Verification debt: the hidden cost of AI-generated code

https://fazy.medium.com/agentic-coding-ais-adolescence-b0d13452f981

31•xfz•1h ago

Comments

Kerrick•1h ago

> It gets 50% more pull requests, 50% more documentation, 50% more design proposals

Perhaps this will finally force the pendulum to swing back towards continuous integration (the practice now aliased trunk-based development to disambiguate it from the build server). If we're really lucky, it may even swing the pendulum back to favoring working software over comprehensive documentation, but maybe that's hoping too much. :-)

maxdo•1h ago

Code is fully disposable way to generate custom logic.

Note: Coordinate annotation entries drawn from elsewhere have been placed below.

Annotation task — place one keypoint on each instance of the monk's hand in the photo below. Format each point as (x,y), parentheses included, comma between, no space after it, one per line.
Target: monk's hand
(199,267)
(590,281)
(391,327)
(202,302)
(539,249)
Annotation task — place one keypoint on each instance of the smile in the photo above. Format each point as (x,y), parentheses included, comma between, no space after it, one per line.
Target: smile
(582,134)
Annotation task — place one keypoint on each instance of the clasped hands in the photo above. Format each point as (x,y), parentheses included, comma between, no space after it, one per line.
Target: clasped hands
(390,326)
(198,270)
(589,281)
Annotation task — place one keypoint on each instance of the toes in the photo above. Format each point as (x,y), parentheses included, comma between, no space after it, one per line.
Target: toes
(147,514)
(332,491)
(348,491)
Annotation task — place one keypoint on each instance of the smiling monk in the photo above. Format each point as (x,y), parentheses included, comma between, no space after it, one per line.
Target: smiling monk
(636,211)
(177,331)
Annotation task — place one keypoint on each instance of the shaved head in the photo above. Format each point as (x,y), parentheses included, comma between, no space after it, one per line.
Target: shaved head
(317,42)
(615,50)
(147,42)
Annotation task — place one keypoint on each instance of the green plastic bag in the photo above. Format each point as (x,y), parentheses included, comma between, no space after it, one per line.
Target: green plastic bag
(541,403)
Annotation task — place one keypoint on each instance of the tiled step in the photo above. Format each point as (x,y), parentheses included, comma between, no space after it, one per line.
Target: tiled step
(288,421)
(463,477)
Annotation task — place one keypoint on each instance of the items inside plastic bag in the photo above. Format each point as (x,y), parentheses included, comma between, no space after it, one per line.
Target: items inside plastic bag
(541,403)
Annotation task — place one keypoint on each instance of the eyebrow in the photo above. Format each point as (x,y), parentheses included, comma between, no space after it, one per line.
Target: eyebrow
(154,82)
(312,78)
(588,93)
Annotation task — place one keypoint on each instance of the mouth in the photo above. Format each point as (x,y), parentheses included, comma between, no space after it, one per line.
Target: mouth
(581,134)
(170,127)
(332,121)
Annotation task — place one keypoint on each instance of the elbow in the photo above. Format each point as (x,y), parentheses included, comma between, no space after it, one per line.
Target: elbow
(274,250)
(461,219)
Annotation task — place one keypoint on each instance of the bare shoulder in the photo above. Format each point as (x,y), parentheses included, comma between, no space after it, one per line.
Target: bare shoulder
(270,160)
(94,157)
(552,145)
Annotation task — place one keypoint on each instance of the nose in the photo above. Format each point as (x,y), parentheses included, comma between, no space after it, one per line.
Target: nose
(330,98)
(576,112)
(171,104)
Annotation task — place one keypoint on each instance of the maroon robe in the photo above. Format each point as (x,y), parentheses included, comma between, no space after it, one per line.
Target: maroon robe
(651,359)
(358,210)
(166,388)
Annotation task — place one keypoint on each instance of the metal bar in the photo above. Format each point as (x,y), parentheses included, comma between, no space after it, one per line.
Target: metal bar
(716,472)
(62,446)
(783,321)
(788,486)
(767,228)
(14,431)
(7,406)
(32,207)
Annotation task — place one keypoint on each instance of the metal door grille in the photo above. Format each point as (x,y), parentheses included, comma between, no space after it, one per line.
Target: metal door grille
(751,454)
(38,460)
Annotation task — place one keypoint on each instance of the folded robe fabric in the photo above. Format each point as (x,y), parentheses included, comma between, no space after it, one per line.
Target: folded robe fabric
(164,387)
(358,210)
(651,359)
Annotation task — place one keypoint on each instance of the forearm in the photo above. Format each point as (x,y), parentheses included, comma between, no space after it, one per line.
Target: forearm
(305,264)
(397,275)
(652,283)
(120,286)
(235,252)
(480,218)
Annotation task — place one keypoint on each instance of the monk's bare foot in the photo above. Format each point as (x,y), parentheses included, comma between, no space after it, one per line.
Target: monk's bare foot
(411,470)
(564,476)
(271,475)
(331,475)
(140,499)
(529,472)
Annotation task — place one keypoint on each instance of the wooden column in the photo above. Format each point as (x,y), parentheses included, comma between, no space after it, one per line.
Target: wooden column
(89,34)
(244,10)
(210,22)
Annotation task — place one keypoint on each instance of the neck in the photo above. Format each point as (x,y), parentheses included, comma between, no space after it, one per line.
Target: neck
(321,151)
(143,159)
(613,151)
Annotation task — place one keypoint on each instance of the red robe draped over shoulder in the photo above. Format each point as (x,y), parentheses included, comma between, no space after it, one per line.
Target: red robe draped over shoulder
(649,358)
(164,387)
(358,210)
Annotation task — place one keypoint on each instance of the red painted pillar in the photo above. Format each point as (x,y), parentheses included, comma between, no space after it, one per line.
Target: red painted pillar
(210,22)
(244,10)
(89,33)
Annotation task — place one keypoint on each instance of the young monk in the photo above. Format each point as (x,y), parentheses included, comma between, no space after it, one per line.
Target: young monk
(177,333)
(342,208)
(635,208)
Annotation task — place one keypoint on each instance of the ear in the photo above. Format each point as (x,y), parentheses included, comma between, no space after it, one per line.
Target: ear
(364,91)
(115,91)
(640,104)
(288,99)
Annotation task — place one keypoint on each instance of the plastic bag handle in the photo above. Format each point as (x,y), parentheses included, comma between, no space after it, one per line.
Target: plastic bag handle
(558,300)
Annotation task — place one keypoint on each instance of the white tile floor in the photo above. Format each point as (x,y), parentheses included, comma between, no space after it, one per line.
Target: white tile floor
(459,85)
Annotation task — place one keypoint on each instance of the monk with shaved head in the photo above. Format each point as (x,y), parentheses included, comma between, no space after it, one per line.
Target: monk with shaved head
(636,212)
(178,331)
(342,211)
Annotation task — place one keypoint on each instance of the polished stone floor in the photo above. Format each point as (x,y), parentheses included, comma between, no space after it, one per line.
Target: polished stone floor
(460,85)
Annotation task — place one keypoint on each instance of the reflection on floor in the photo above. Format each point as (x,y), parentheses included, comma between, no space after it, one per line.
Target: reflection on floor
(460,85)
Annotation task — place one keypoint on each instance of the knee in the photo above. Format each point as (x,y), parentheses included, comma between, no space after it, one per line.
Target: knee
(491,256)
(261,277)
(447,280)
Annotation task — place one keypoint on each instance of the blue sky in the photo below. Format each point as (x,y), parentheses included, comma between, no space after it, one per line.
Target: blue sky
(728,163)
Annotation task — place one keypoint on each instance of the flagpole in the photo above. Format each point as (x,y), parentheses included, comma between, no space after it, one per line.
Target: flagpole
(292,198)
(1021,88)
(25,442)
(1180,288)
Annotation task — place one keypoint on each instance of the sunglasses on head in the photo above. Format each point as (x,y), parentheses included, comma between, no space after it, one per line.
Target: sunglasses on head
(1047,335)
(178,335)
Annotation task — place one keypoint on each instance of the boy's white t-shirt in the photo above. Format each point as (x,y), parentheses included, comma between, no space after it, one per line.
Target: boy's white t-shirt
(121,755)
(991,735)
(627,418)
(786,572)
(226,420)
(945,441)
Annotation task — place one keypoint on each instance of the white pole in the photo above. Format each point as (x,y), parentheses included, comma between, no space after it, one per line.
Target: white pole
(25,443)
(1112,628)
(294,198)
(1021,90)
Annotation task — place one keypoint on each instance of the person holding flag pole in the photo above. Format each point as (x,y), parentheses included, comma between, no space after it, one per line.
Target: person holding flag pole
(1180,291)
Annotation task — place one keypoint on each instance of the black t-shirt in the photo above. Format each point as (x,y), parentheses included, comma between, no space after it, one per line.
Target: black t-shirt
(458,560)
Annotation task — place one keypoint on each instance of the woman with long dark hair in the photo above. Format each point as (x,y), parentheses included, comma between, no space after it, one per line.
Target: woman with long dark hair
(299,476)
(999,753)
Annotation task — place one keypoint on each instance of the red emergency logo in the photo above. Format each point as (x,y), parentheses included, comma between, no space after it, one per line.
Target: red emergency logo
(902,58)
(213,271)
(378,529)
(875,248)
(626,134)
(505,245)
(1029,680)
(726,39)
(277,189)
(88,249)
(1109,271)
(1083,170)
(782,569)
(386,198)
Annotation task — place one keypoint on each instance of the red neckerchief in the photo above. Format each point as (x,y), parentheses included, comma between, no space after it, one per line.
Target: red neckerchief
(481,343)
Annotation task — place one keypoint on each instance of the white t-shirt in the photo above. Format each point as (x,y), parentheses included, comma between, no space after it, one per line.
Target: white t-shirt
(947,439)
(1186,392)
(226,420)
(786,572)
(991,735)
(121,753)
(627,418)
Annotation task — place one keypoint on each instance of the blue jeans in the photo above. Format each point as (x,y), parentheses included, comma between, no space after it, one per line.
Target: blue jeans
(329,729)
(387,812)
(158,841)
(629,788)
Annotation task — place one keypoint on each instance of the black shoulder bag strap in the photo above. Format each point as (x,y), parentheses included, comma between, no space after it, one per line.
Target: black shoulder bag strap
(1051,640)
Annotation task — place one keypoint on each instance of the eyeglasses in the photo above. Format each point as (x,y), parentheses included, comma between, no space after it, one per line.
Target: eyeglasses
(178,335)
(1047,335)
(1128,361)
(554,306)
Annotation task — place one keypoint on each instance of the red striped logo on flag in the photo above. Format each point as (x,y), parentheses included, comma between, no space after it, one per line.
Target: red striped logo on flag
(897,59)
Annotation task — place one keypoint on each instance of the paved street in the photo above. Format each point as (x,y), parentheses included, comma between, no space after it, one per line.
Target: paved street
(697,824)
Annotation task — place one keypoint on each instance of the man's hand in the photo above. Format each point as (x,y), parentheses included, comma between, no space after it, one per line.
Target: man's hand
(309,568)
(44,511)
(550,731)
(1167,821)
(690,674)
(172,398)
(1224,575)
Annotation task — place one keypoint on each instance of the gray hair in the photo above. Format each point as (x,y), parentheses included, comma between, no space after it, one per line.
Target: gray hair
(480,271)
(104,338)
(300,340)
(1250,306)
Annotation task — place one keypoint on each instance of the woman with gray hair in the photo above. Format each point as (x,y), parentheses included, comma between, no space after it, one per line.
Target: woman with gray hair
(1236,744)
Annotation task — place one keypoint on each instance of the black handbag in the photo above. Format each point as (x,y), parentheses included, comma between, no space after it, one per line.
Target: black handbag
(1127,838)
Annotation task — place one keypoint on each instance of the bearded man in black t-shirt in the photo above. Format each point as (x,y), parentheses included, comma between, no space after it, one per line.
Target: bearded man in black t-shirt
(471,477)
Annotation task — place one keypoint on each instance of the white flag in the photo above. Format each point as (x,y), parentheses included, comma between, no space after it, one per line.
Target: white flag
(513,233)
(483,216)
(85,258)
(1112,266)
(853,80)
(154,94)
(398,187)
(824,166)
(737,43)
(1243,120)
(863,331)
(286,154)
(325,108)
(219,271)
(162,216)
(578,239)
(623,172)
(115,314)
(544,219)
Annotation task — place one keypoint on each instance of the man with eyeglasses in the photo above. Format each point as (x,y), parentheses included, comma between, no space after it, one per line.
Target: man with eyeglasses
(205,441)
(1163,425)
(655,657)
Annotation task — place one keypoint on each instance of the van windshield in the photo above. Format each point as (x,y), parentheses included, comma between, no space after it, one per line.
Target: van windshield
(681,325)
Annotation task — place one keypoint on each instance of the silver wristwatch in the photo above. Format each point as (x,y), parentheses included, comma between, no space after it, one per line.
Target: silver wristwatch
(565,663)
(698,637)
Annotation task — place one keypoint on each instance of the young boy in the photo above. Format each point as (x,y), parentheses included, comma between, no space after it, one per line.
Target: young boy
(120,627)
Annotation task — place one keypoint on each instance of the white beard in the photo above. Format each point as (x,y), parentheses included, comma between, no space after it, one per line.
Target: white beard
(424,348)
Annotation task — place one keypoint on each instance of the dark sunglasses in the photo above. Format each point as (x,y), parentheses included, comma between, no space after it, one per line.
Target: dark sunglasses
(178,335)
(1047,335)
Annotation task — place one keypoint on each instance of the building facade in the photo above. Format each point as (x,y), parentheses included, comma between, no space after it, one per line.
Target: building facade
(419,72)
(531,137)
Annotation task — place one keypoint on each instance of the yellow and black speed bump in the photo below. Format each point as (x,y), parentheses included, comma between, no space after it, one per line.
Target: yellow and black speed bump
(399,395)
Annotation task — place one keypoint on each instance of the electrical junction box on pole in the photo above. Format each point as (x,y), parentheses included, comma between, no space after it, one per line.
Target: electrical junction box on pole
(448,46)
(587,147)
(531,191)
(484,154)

Hand crafted , scalable code will be a very rare phenomenon

There will be a clear distinction between too.

hnthrow0287345•1h ago

This still seems like technical debt to me. It's just debt with a much higher compounding interest rate and/or shorter due date. Credit cards vs. traditional loans or mortgages.

>And six months later you discover you’ve built exactly what the spec said — and nothing the customer actually wanted.

That's not a developer problem, it's a PM/business problem. Your PM or equivalent should be neck deep in finding out what to build. Some developers like doing that (likely for free) but they can't spend as much time on it as a PM because they have other responsibilities, so they are not as likely not as good at it.

If you are building POCs (and everyone understands it's a POC), then AI is actually better getting those built as long as you clean it up afterwards. Having something to interact with is still way better than passively staring at designs or mockup slides.

Developers being able to spend less time on code that is helpful but likely to be thrown away is a good thing IMO.

lowsong•39m ago

> AI is actually better getting those built as long as you clean it up afterwards

I've never seen a quick PoC get cleaned up. Not once.

I'm sure it happens sometimes, but it's very rare in the industry. The reality is that a PoC usually becomes "good enough" and gets moved into production with only the most perfunctory of cleanup.

somewhereoutth•27m ago

There is nothing as permanent as a temporary solution!

johngossman•58m ago

This verification problem is general.

As an experiment, I had Claude Cowork write a history book. I chose as subject a biography of Paolo Sarpi, a Venetian thinker most active in the early 17th century. I chose the subject because I know something about him, but am far from expert, because many of the sources in Italian, in which I am a beginner, and because many of the sources are behind paywalls, which does not mean the AIs haven't been trained on them.

I prompted it to cite and footnote all sources, avoid plagiarism and AI-style writing. After 5 hours, it was finished (amusingly, it generated JavaScript and emitted a DOCX). And then I read the book. There was still a lingering jauntiness and breathlessness ("Paolo Sarpi was a pivotal figure in European history!") but various online checkers did not detect AI writing or plagiarism. I spot checked the footnotes and dates. But clearly this was a huge job, especially since I couldn't see behind the paywalls (if I worked for a Uni I probably could).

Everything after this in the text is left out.